The threshold for staying is: the environment is unpleasant but not harmful. Boring work, an unhelpful manager, or a quieter-than-expected workplace are not sufficient reasons to leave.
When to Leave
Leaving an internship early in Singapore is a significant decision. The situations that justify it:
- Harassment or discrimination. If you are experiencing sexual harassment, racial discrimination, or bullying, document everything and speak to HR. If HR is ineffective, you have the right to leave and should. MOM (Ministry of Manpower) provides a helpline for workplace grievance matters in Singapore.
- The internship is illegal or unethical. Being asked to falsify documents, misrepresent data, or participate in fraudulent activity is not a grey area. Leave immediately.
- The mental health cost is severe. If you are experiencing significant anxiety, depression, or distress linked directly to the work environment, your wellbeing takes priority. Speak to your university's counselling service (NUS has USP Counselling, NTU has the Wellness Centre, SMU has the Campus Care unit) before making a decision.
- The role is categorically misrepresented and your concerns have been dismissed. If you were hired for a specific role and have been doing completely unrelated work despite raising it with your manager and HR, you have grounds to leave.
How to Leave Without Burning Bridges
If you do decide to leave early, do so professionally:
- Inform your manager first, before anyone else.
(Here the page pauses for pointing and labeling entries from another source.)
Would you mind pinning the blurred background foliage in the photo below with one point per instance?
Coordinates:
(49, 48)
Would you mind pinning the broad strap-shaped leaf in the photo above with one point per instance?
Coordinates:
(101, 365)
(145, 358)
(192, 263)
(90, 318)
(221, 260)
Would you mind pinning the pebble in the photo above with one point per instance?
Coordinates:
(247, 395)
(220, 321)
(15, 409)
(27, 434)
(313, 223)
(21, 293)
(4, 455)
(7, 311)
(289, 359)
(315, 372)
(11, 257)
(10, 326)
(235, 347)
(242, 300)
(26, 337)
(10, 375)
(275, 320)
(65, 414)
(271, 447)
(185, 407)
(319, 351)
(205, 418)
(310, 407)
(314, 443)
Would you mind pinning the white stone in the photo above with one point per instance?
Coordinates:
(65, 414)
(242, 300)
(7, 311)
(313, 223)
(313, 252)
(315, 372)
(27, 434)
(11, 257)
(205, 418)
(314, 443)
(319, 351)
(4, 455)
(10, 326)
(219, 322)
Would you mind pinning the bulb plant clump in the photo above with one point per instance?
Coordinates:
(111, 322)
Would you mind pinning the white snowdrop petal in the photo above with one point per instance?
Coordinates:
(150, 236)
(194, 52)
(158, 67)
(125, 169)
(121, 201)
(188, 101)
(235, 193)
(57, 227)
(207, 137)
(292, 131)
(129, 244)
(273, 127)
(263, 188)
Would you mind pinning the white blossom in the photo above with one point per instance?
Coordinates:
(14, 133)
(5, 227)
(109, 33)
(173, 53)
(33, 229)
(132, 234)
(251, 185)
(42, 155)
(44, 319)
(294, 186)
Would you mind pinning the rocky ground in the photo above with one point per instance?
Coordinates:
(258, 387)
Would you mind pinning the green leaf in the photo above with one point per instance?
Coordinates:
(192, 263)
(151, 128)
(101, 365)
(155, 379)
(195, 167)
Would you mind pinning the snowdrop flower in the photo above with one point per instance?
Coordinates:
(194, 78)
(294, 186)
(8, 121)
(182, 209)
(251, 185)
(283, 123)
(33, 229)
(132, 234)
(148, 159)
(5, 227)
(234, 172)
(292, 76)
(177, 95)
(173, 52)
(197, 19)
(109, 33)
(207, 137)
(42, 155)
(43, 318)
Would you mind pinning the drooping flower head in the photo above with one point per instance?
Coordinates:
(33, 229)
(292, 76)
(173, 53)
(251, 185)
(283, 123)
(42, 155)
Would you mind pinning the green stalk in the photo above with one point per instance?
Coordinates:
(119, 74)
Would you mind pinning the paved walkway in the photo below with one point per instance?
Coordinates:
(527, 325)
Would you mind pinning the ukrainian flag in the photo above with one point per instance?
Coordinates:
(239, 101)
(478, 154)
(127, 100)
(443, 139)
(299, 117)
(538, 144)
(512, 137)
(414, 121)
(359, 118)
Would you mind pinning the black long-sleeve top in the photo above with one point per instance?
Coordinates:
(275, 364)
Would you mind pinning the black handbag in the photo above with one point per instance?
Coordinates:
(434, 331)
Do not announce it on social media or to colleagues before speaking to your manager.
- Give as much notice as reasonable — two weeks is standard for interns in Singapore.
- In your conversation: be professional, brief, and avoid detailed criticism of the workplace. "I have given this a great deal of thought and I do not think this role is the right fit for me at this time. I appreciate the opportunity and will do my best to ensure a smooth handover."
- Send a thank-you email to your manager and any colleagues you worked closely with. This preserves the relationship and your professional reputation.
- Do not post about the experience on LinkedIn or social media while it is raw. Singapore's professional community is tight-knit.
Getting Value Out of a Bad Internship
Even a genuinely bad internship can yield something useful:
- Clarity on what you do not want. Knowing that you hate audit, or dislike a certain company culture, or cannot function without regular feedback is valuable career intelligence.
- Technical skills built independently. Even in a slow internship, you can learn SQL through online tutorials, build a Python project on your own time, or complete a certification.
- Human skills from difficult situations. Learning to navigate a difficult manager, manage upward, or work without structure are real skills that come up repeatedly in careers.
- A reference letter strategy. Even if your direct manager was unhelpful, another senior colleague who noticed your work may be willing to serve as a reference. Ask them specifically: "I know you have seen my work on [project]. Would you be comfortable being a reference for me when I am applying for future roles?"
The Singapore-Specific Reference Letter Question
In Singapore, leaving an internship early without a reference is a material disadvantage. Before you decide to leave, consider whether there is anyone at the company who could still serve as a reference — even informally via LinkedIn. If there is, preserve that relationship carefully. If there is genuinely no one, factor that cost into your decision.
The Reframe
A bad internship is not a wasted internship. The most resilient professionals often point to a difficult early work experience as formative — it taught them what they valued, sharpened their ability to navigate imperfect situations, and gave them contrast against which later good experiences look even better.
Use it. Learn from it. And make sure your next choice is more informed because of it.